Ce moyen sera rejeté car le fait que la lettre du 15 décembre 2006, où la Maaf refusait sa garantie, soit exacte ou non n’empêchait pas la société Lyeli d’agir ou a minima de préserver ses droits.

L’idée subsidiaire, qui se défendait, de Lyeli était de soutenir qu’il avait fallu attendre le dépôt du rapport d‘expertise du 30 décembre 2013 pour connaître la cause exacte des désordres, ce qui fait qu’à la date de l’assignation, soit le 23 novembre 2009, la prescription n’avait pu jouer.

La négligence de l’entreprise a ouvert la voie à l’application de la prescription biennale

La réponse de la Cour de cassation renverra la société Lyeli à sa propre responsabilité puisque celle-ci « s’était elle-même avisée que la catastrophe naturelle (de 2003) pouvait être à l’origine des désordres au mois d’octobre 2006 », ce qui ressortait d’une « appréciation souveraine » des juges du fond.
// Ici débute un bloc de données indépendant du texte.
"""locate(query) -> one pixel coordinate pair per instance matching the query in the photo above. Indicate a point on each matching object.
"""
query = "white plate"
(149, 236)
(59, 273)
Dès lors, en n’agissant pas, alors que la Maaf avait refusé dès le 15 décembre 2006 sa garantie, l’assignation du 23 novembre 2009 était tardive et l’action prescrite depuis le 15 décembre 2008.

La Cour de cassation invite donc l’assuré qui pressent une responsabilité, envisage une potentielle cause technique, ou ici une garantie en cours de validité, à préserver ses droits, voire à les exercer en justice.

Quant à la garantie d’Axa, demandée au nom du principe de la garantie de l’assureur (article L.125-1 du Code des assurances), la Cour de cassation rappellera que, par « motifs adoptés » de la cour de Paris, « la preuve du caractère déterminant de la sécheresse de 2006 dans la survenance des désordres affectant l’immeuble litigieux n’était pas suffisamment établie ».

Dès lors, le pourvoi était voué à l’échec.

Si globalement, la jurisprudence en matière de prescription biennale est favorable aux assurés, on pourra retenir que la seule « provocation » que contient la décision du 5 mars 2020 est de rappeler aux acteurs juridiques que la juridiction suprême n’est pas là pour combler leurs carences et leur incapacité à préserver leurs droits, fussent-ils putatifs.

C’est aussi une autre forme de message à entendre pour les praticiens.